Herpes Virüs Ailesi, tüm dünya ülkeleri için sosyal bir konudur. Herpes virüsü bir organizmaya girdikten sonra sinir sistemine ve özellikle omuriliğin sonuna yakın yerleşimini sağladıktan sonra onu oradan söküp atmak imkansızdır. Bu nedenle herpes virüsleriin daima var olacağı düşünülebilir. Çünkü Herpes virüsleri için hazırlanmakta olan ilaçlar ve aşılar, hastalık belirtilerini söndürebilmekte, fakat bu bölgeye etki edememektedir. Bu bölgede adeta uykuya yatan virüs, vücut direncinin düşmesiyle deri yüzeyine doğru harekete geçerek orada lezyonların ortaya çıkmasına neden olmaktadır.
Aktif safhada herpes virüsünün neden olduğu hastalıklar bulaşıcıdır. Hastalıkların özel bir ilacı veya aşısı yoğun araştırmalara rağmen henüz geliştirilememiştir.
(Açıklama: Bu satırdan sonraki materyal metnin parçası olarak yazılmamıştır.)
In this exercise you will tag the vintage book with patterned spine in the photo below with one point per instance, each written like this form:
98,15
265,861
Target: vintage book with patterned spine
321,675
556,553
Aktif safhada belirtileri ortadan kaldıran ilaçlar, ağrı kesiciler ve B vitamini rahatlama sağlar.
Ancak Herpes virüsünün sebep olduğu hastalıklarda kesinlikle antibiyotikler alınmamalıdır.
Her hastalıkta olduğu gibi bu hastalıkların en iyi tedavisi hastalıktan korunmaktır. Hastalıklı bireylerden uzak durmak, vücut direncini yüksek tutmak ve belirtiler ortaya çıkmışsa bir uzmana görünmek, takip edilecek en iyi yoldur.